Winsome Torment rose from slumber, rubbed his eyes, and went his way
Down the street towards the Hammam. Goodness gracious! people say,
What a handsome countenance! The sun has risen twice to-day!
And as for the Undressing Room it quivered in dismay.
With the glory of his presence see the window panes perspire,
And the water in the basin boils and bubbles with desire.

Now his lovely cap is treated like a lover: off it goes!
Next his belt the boy unbuckles; down it falls, and at his toes
All the growing heap of garments buds and blossoms like a rose.
Last of all his shirt came flying. Ah, I tremble to disclose
How the shell came off the almond, how the lily showed its face,
How I saw a silver mirror taken flashing from its case.

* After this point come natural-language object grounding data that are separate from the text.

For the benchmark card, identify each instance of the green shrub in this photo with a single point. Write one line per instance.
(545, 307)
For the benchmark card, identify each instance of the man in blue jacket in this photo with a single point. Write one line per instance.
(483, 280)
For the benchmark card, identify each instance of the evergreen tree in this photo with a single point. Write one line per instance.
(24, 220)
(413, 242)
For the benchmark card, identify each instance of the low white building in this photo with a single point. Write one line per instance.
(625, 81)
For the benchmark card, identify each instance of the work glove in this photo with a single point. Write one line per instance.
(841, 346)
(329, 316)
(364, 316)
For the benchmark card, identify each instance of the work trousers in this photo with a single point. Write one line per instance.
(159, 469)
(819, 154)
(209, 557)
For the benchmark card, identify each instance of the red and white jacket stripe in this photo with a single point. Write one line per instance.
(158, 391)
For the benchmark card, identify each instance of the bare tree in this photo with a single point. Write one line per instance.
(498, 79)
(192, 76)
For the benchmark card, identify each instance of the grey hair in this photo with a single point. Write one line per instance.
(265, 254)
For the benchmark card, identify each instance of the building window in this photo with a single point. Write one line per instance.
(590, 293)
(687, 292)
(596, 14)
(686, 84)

He was gazed upon so hotly that his body grew too hot,
So the bathman seized the adorers and expelled them on the spot;
Then the desperate shampooer his propriety forgot,
Stumbled when he brought the pattens, fumbled when he tied a knot,
And remarked when musky towels had obscured his idol's hips,
See Love's Plenilune, Mashallah, in a partial eclipse!

Desperate the loofah wriggled: soap was melted instantly:
All the bubble hearts were broken. Yes, for them as well as me,
Bitterness was born of beauty; as for the shampooer, he
Fainted, till a jug of water set the Captive Reason free.
Happy bath! The baths of heaven cannot wash their spotted moon:
You are doing well with this one. Not a spot upon him soon!

Now he leaves the luckless bath for fear of setting it alight;
Seizes on a yellow towel growing yellower in fright,
Polishes the pearly surface till it burns disastrous bright,
And a bathroom window shatters in amazement at the sight.
Like the fancies of a dreamer frail and soft his garments shine
As he robes a mirror body shapely as a poet's line.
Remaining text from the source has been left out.